THE PEOPLE VS. DEMOCRACY
THE PEOPLE VS. DEMOCRACY
Monday, March 12, 20184:00 PM - 5:30 PM (Pacific)
Abstract:
The world is in turmoil. From India to Turkey and from Poland to the United States, authoritarian populists have seized power. As a result, Yascha Mounk shows, democracy itself may hang in the balance.
Using his own original research and on-the-ground reporting from countries around the world, Mounk makes clear in THE PEOPLE VS. DEMOCRACY what exactly is at risk if the current trends in America and Western Europe continue. Astounding numbers of people in all age, economic, and social groups are more open to military rule, media controls, and other hallmarks of authoritarianism than ever before.
“Under these radically changed circumstances, it would be foolhardy to assume that the stability of democracy is sure to persist,” Mounk writes in his introduction. “The first big assumption of the postwar era—the idea that rich countries in which the government had repeatedly changed hands through free and fair elections would forever remain democratic—has all along stood on shaky ground.”

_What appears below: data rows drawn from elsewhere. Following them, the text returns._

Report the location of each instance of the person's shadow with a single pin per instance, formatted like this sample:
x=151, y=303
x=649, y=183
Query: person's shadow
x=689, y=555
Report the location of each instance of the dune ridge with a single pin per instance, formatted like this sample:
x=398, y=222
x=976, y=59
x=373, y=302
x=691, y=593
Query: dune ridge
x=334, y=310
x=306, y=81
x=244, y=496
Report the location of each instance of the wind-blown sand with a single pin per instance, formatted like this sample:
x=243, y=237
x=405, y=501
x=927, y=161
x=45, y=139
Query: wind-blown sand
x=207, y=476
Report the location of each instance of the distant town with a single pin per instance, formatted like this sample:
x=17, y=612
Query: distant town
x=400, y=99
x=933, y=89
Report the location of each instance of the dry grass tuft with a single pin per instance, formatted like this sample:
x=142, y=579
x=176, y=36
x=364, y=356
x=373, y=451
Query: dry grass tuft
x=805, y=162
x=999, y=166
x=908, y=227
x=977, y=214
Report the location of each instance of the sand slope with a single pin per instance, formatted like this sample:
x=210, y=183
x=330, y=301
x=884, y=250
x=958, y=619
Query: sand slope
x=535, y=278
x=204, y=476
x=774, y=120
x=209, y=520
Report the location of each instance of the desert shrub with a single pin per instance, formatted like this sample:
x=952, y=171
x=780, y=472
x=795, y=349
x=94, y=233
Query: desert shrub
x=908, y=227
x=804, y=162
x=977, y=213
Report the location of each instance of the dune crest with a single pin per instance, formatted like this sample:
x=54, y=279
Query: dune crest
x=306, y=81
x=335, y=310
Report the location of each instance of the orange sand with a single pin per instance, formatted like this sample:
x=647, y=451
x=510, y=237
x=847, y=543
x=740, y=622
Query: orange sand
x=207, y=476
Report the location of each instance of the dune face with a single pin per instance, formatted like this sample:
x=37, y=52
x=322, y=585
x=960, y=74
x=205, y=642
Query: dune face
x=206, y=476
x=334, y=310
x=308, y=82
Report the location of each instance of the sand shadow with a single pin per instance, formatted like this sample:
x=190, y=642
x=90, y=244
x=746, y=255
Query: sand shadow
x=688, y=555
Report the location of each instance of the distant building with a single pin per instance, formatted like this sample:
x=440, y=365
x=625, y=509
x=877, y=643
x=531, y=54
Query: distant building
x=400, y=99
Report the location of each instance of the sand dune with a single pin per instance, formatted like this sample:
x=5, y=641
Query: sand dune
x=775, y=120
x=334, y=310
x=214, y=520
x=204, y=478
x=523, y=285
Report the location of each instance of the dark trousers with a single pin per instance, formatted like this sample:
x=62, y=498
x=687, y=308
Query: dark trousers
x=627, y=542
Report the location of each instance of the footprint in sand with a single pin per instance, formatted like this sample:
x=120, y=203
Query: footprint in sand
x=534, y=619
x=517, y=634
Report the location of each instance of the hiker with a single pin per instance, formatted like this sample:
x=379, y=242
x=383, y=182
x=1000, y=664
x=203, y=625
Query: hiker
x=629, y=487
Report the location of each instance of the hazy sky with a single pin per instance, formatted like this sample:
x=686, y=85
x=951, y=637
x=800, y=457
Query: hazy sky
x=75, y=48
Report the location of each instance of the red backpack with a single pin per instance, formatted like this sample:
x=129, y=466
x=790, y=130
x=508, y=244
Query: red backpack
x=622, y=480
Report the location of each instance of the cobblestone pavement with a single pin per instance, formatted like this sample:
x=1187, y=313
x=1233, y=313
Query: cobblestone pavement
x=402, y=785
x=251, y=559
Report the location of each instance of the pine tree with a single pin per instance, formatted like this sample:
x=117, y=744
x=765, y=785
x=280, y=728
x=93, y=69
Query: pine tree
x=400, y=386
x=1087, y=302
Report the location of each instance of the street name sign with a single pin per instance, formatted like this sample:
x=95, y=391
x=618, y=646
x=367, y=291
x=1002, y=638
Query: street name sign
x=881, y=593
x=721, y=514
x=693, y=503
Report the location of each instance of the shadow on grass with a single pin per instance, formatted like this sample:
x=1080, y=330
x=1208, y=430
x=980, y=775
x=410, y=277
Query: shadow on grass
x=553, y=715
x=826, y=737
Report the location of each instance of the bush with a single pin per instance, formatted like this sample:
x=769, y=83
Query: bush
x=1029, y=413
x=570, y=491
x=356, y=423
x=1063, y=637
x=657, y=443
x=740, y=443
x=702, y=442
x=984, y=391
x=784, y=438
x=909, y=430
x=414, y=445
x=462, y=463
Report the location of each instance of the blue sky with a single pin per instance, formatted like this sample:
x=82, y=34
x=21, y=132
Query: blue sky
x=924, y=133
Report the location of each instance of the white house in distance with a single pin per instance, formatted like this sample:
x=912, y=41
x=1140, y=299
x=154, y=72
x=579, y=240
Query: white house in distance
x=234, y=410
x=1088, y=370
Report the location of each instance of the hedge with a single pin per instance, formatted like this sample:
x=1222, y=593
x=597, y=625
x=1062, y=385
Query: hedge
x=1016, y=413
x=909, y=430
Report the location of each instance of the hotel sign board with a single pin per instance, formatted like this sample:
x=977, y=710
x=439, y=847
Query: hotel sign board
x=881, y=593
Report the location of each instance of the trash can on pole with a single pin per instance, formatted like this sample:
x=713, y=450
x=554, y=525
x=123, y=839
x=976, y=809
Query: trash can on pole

Mounk shows that the two core components of liberal democracy—individual rights and the popular will—are increasingly at war with each other. As the role of money in politics soared and important issues were taken out of public contestation, a system of “rights without democracy” took hold. Populists who rail against this say they want to return power to the people. But in practice they create something just as bad: a system of “democracy without rights.”
The consequence, Mounk writes, is that trust in politics is dwindling. Citizens are falling out of love with their political system. Democracy is wilting away. Drawing on vivid stories and original research, Mounk identifies three key drivers of voters’ discontent: stagnating living standards, fears of multiethnic democracy, and the rise of social media. To reverse the trend, politicians need to enact radical reforms that benefit the many, not the few.
Speaker Bio:
A columnist at Slate and the host of The Good Fight podcast, he is a leading expert on the rise of populism and the crisis of liberal democracy.